When Following Your Dreams Results in Failure After Failure


Our greatest glory is not in never failing, but in rising up every time we fail.” ~Ralph Waldo Emerson

Everyone tells you to chase your dreams and follow your passion. At some point, you’re brave and full of hope and decide to do it—quit your job, become an artist, apply for that dream job, and change your lifestyle.

It’s wonderful and empowering and exciting and all those things that make living worthwhile.

But what happens when you fail? When quitting your job left you broke, no one wants to publish your work, and your dream job turns you down? You are left feeling utterly defeated and a little bitter toward all those people who told you to go for it. It didn’t work. What then?

I’m no stranger to failure.
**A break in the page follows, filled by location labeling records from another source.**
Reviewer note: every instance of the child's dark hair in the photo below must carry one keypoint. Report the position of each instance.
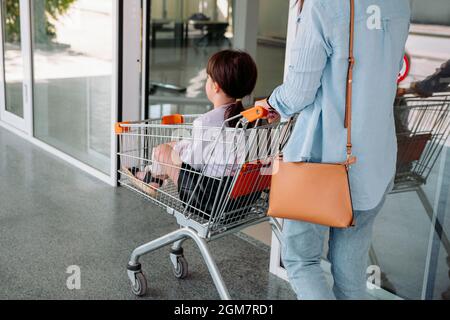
(236, 73)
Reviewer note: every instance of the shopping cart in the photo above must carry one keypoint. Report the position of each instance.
(423, 127)
(221, 198)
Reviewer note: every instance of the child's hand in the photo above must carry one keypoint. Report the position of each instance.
(273, 114)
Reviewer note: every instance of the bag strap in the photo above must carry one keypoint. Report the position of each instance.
(349, 90)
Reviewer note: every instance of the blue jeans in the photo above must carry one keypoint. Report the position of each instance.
(302, 250)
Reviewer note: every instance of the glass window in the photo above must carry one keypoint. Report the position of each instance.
(13, 61)
(73, 63)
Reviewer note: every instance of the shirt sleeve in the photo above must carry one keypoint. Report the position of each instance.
(309, 55)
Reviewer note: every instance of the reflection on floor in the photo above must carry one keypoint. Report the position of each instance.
(53, 216)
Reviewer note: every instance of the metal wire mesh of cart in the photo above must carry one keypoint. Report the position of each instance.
(216, 177)
(423, 126)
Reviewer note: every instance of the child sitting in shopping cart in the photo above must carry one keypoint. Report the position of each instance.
(231, 75)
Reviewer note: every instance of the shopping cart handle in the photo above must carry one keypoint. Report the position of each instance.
(255, 113)
(119, 128)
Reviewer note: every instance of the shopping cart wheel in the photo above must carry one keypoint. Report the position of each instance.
(140, 286)
(180, 270)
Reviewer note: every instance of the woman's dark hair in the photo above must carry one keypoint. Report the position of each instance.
(236, 73)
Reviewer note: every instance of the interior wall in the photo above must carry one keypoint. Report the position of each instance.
(189, 7)
(273, 18)
(272, 22)
(431, 11)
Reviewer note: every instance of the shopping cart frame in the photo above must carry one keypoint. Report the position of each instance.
(200, 233)
(431, 115)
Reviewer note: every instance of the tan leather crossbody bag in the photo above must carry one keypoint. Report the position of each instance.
(317, 192)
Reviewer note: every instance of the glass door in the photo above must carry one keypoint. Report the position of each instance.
(15, 88)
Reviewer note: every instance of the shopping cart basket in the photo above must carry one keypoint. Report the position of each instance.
(220, 198)
(423, 127)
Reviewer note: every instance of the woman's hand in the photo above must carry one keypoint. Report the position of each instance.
(273, 114)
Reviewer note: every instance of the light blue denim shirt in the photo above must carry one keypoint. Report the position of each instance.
(315, 88)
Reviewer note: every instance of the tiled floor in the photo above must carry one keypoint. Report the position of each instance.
(52, 216)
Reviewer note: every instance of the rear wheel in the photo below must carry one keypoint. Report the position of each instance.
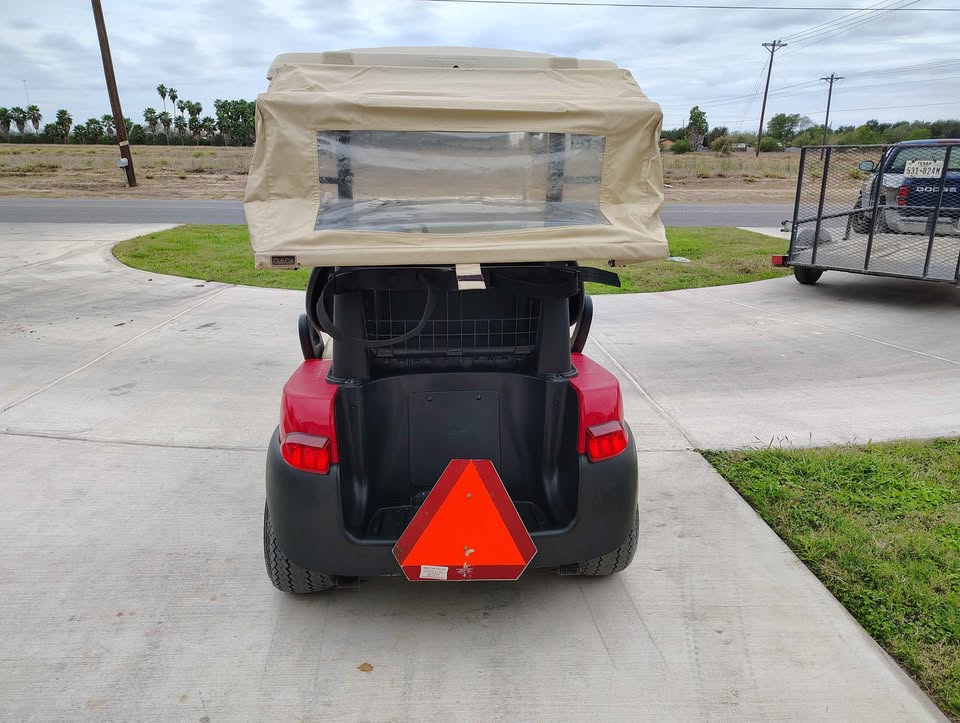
(616, 560)
(807, 275)
(285, 574)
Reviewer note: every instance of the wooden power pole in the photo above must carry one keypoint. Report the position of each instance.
(826, 119)
(773, 48)
(126, 160)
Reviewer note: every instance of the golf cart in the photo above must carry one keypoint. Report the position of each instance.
(445, 423)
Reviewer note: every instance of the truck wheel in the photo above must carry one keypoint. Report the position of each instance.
(616, 560)
(807, 275)
(861, 222)
(285, 574)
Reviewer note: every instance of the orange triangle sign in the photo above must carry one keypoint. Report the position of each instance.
(466, 529)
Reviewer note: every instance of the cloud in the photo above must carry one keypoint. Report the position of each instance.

I’ve tried so many times and had nothing concrete to show for my efforts. I’ve had to tell people, “No, I didn’t get it.”

Most recently, I’ve been hustling as hard as I can to get a job that will send me overseas in the development field to work for women’s human rights. Unpaid internships and grad school and applications and cold emailing have so far led to nothing.

It can be incredibly frustrating and leave me feeling hopeless, sometimes questioning if it’s worth following these dreams when I’m feeling so defeated. Like I said, I have nothing concrete to show for any of my efforts yet.

But a while back something happened that changed everything. And no, I didn’t get the dream job.

What happened was internal. I was sitting outside with a mug of hot coffee cuddled between my hands, a soft jacket pulled around my shoulders to combat the cool, autumn morning. Red, yellow, and orange leaves were raining down from the trees, spiraling to the ground. Painted clouds streaked the deep, brilliantly blue sky.

I could feel the sun on my face. And as I sat there, with none of my dreams coming true, I realized that it doesn’t matter if they never do.

I am alive, healthy, and free. I have people who love me. And I have the capacity to be grateful for this life and the ability to even contemplate following my dreams, let alone throw everything I’ve got into the fray.

I realized that even if my dreams never come true, I will be okay. It was so liberating. I will keep trying; I actually had a second wind after this realization. Because now I know that my life is full and worthwhile and beautiful even if I’m just sitting outside with coffee in the sunshine.

If you allow yourself to love everything, as simple and small as it may be, even if not all of your dreams are unfolding around you, there may come a day when your dreams do come true and it will be icing on an already magnificent cake.

The defeated feelings from failure come from letting all your hopes and happiness ride on the dreams coming true. If you allow yourself to appreciate the freedom and aliveness in just having the opportunity to try, the failing will be so much less painful.

You should keep chasing your dreams and following your passion. At the same time, you shouldn’t let yourself feel so bad if you’re failing.

Check with yourself and see—would it really be so awful if you just kept trying and things never quite worked out the way it does in your dreams?

Really think about it. How wonderful and fun and exciting is it that you can go off and chase those dreams? And how much more concrete and valuable is love in your life, joy in the simple things, and appreciating what you have?

If all your dreams come true but you neglected your relationships and forgot how to be grateful and happy with the little things, it won’t matter.

Let living fully be your passion. Chasing your dreams is a byproduct of that. Finding a way to make them come true is not the end all, be all.

Be fully immersed in your own life—your relationships with others and yourself, tasting good food, comfort and peace, enjoying a quiet morning with the sun on your face, laughter.

Failure isn’t so bad when you realize that taking the steps to make your dreams come true is a dream coming true in itself.